Second Quarter GDP and Independent Retailers
On Friday, the Commerce Department reported that second quarter GDP declined at an annualized rate of 1.0%, after declining a revised 6.4% in the first quarter, and 5.4% in the fourth quarter of 2008.
The Q2 decline was less than many economists had expected, and represented a clear improvement over the prior couple of quarters. Nevertheless, much of the improvement was driven by smaller than expected declines in exports, business investment and inventories.
There is some news on the demand front, as well. The federal "Cash for Clunkers" program has already burned through its much of its initial funding, and Ford is expected to report that their July sales represented the first year-over-year sales increase in two years. Still, broader consumer demand still remains anemic.

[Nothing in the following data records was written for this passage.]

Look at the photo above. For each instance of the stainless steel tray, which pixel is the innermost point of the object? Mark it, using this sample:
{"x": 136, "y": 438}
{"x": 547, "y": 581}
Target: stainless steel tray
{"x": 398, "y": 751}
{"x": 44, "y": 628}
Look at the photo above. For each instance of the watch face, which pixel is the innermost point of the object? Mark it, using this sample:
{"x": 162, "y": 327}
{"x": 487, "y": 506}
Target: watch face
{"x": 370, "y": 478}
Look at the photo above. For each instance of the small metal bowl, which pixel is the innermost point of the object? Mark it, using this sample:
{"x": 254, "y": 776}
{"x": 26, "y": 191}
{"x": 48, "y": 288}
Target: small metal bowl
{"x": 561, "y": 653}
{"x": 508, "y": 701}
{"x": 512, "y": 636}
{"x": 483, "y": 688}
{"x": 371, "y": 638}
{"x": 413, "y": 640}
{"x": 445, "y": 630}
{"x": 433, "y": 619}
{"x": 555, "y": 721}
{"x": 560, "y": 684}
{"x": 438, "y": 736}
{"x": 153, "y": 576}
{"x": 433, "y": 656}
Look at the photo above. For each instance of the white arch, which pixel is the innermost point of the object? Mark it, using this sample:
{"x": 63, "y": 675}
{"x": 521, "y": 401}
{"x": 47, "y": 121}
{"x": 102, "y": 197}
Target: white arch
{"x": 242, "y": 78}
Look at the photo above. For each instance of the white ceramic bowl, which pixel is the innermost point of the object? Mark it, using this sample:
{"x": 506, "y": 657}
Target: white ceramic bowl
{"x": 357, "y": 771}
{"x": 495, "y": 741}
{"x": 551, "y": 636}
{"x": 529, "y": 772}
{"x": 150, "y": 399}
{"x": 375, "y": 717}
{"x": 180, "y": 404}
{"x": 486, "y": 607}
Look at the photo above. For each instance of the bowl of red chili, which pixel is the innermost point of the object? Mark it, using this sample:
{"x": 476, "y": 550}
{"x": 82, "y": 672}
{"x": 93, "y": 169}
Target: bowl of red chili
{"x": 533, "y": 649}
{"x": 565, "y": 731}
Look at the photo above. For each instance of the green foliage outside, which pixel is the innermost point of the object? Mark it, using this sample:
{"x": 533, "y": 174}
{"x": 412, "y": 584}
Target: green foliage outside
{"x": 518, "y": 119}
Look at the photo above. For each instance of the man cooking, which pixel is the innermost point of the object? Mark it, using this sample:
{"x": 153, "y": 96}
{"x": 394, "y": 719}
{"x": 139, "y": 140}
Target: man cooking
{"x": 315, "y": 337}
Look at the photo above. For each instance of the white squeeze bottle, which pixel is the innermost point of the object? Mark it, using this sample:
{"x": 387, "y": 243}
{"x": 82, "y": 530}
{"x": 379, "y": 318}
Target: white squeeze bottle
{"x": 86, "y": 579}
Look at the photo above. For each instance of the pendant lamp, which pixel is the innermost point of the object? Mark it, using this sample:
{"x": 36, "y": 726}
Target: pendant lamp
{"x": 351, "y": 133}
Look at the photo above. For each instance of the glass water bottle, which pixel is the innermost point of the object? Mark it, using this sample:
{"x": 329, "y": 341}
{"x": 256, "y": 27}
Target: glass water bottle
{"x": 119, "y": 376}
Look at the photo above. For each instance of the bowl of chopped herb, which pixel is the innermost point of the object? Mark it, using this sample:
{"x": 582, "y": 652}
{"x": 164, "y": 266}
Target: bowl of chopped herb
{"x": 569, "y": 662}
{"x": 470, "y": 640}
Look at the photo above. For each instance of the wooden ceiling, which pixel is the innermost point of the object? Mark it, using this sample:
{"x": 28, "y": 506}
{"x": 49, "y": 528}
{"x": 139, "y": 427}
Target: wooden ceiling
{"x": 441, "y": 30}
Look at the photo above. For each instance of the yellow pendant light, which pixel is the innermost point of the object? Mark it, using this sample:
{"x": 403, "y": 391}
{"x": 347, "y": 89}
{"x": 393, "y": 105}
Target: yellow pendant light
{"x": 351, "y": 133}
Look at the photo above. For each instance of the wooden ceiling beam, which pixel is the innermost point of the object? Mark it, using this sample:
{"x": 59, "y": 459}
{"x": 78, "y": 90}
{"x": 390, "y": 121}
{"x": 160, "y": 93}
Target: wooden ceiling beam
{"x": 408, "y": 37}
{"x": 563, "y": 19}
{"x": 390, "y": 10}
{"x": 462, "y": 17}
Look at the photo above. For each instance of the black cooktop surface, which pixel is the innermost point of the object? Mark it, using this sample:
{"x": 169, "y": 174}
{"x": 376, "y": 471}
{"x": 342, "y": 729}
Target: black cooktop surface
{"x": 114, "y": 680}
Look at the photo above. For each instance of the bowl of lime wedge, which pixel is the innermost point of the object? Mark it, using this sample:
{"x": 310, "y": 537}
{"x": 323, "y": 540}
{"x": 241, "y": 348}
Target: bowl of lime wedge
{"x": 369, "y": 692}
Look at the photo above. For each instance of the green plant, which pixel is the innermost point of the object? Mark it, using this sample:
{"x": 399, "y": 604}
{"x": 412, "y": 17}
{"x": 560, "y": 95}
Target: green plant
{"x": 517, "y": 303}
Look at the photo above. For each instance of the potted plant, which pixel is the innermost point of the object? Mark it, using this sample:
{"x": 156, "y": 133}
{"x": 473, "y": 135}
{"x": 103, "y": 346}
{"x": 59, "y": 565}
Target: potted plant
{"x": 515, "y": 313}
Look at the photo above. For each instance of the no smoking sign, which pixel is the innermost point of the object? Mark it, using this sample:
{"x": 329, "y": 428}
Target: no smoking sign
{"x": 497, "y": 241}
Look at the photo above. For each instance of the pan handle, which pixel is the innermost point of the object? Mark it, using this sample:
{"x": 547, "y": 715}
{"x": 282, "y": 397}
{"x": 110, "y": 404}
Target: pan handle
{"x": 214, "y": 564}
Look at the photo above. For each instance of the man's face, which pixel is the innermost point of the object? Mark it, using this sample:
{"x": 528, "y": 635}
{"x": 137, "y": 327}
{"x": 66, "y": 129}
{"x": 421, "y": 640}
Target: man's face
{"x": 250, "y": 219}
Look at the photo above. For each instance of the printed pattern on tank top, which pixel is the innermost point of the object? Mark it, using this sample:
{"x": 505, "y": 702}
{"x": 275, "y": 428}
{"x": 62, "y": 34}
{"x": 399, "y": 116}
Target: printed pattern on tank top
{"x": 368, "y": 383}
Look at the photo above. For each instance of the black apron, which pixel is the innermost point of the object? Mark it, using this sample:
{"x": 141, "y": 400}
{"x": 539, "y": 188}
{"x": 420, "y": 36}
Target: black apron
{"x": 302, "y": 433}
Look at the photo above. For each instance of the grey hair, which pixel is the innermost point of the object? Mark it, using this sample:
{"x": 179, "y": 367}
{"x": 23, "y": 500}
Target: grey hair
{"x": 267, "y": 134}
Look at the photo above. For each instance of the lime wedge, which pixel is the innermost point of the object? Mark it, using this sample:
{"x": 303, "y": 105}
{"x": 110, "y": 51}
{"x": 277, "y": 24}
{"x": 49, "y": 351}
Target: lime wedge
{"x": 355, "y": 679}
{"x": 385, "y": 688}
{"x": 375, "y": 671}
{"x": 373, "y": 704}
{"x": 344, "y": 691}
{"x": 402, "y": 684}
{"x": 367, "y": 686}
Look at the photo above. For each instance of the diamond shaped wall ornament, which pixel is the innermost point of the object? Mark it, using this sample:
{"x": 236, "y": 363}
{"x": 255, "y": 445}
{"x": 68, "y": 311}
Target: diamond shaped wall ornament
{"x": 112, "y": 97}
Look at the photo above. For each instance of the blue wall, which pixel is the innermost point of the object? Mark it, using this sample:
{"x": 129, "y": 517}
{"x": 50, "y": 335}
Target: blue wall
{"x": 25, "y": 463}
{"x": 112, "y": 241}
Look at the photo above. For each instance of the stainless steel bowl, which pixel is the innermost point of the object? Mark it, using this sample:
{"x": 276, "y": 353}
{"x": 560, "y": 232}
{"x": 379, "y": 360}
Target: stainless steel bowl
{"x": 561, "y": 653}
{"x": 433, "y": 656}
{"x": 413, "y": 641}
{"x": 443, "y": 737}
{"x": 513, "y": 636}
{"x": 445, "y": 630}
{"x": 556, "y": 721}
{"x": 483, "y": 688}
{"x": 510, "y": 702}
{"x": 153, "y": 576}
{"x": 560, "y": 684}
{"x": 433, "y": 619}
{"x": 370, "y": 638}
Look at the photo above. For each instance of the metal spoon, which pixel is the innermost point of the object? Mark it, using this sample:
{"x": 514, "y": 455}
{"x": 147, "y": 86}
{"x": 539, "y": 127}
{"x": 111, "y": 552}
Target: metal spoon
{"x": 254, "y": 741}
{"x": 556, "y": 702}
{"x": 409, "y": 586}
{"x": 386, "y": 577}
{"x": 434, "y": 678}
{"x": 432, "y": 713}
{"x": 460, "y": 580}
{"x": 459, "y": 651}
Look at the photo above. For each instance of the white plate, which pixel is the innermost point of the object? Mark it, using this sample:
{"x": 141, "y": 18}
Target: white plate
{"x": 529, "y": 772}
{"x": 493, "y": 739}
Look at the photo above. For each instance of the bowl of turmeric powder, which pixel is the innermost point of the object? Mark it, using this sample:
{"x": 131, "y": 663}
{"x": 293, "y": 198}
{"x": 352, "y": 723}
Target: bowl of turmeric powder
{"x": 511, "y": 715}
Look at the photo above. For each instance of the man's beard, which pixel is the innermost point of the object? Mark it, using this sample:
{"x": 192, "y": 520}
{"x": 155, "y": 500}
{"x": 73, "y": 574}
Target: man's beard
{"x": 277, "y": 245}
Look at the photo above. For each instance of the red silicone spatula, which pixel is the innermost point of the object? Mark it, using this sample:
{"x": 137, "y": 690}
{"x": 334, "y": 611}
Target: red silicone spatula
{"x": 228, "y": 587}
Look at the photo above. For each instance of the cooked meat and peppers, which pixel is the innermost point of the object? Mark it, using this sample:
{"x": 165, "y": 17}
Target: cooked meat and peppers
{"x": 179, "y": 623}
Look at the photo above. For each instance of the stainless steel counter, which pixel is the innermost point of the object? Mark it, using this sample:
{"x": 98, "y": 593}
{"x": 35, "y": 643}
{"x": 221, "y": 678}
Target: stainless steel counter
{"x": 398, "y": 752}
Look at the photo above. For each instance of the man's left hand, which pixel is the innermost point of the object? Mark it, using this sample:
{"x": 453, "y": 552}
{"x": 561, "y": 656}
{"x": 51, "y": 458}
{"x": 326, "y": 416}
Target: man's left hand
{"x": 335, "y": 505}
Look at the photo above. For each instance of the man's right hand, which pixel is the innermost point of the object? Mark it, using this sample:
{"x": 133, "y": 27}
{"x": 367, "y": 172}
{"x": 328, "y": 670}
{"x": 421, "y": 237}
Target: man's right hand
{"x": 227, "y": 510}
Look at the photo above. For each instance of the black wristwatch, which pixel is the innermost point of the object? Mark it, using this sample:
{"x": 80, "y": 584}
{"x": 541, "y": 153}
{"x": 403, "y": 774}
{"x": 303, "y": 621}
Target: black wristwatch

For independent retailers, this is all important news, but not an indication that a dramatic improvement in retail sales is on the horizon. The specialty retail sector, which most independents fit into, was the first to feel the beginnings of the downturn two years ago, and will likely lag other retail sectors in the recovery.
Independent retailers must go forward under the assumption that rather than experiencing a rebound, retail sales will begin to grow again modestly from this new baseline. In this environment, any sales growth beyond that will have to be earned one customer at a time by providing exceptional value, through aggressive marketing outreach, in order to claim a greater share of each customer's pocketbook.